Support Questions
Find answers, ask questions, and share your expertise
Announcements
Alert: Welcome to the Unified Cloudera Community. Former HCC members be sure to read and learn how to activate your account here.

Problems with Pig View and Tez execution

Problems with Pig View and Tez execution

Expert Contributor

I have problems running non trivial Pig Scripts from the Pig View with Tez execution enabled.

The script I'm testing is the next one based on the the Hadoop Tutorial with minor modifications:

geo = LOAD 'geolocation' USING org.apache.hive.hcatalog.pig.HCatLoader();
abn = FILTER geo BY event != 'normal';
dg = GROUP abn BY driverid;
de = FOREACH dg GENERATE group AS driverid, COUNT(abn) AS events;
dm = LOAD 'driver_mileage' using org.apache.hive.hcatalog.pig.HCatLoader();
dem = join de by driverid, dm by driverid;
risk = foreach dem generate $0 as driverid, $1 as events, (long)$3 as totmiles, 
  (float)$3/$1 as riskfactor;
r = LIMIT risk 10;
dump r;

Of course I'm using -useHCatalog in Pig View, the referenced tables exists in Hive's default database and I've checked that exactly the same script works like a charm from Linux console on grunt ("pig -useHCatalog -x tez") and from the same Pig View using MapReduce, although in this case it takes a lot of time.

With Tez enabled the job completes but ends with errors in the logs and the results are empty. Here is an screenshot showing the two jobs competed without and with Tez (see the huge difference in duration).

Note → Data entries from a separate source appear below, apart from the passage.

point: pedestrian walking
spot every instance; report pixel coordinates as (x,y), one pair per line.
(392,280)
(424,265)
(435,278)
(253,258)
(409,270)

10272-pig-view-jobs-complete.png

The lines that seems more relevant in the logs (attached here

job-1481505913714-0020-logs-1.txt) are as the following ones:

ls: cannot access /grid/0/hadoop/yarn/local/usercache/admin/..../hive/lib/slf4j-api-*.jar: No such file or directory
ls: cannot access /grid/0/hadoop/yarn/local/usercache/admin/.../hive/hcatalog/lib/*hbase-storage-handler-*.jar: No such file or directory
WARNING: Use "yarn jar" to launch YARN applications.
16/12/13 21:13:01 INFO pig.ExecTypeProvider: Trying ExecType : LOCAL
16/12/13 21:13:01 INFO pig.ExecTypeProvider: Trying ExecType : MAPREDUCE
16/12/13 21:13:01 INFO pig.ExecTypeProvider: Trying ExecType : TEZ_LOCAL
16/12/13 21:13:01 INFO pig.ExecTypeProvider: Trying ExecType : TEZ
16/12/13 21:13:01 INFO pig.ExecTypeProvider: Picked TEZ as the ExecType
...
2016-12-13 21:13:02,934 [main] INFO  org.apache.pig.backend.hadoop.PigATSClient - Created ATS Hook
2016-12-13 21:13:03,580 [main] WARN  org.apache.hadoop.hive.conf.HiveConf - HiveConf of name hive.metastore.local does not exist
...
2016-12-13 21:13:06,411 [PigTezLauncher-0] ERROR org.apache.pig.backend.hadoop.executionengine.tez.TezSessionManager - Exception while waiting for Tez client to be ready
org.apache.tez.dag.api.TezUncheckedException: Invalid configuration of tez jars, tez.lib.uris is not defined in the configuration
....
2016-12-13 21:13:06,414 [PigTezLauncher-0] ERROR org.apache.pig.backend.hadoop.executionengine.tez.TezJob - Cannot submit DAG
java.lang.RuntimeException: org.apache.tez.dag.api.TezUncheckedException: Invalid configuration of tez jars, tez.lib.uris is not defined in the configuration
...
2016-12-13 21:13:07,179 [main] WARN  org.apache.pig.backend.hadoop.executionengine.tez.TezLauncher - Ooops! Some job has failed...


12 REPLIES 12

Re: Problems with Pig View and Tez execution

Expert Contributor

One note: the same warn about not being able to find "slf4j-api-*.jar" and "*hbase-storage-handler-*.jar" under /hive/lib/ is raised when launching grunt, but everything works ok from there on.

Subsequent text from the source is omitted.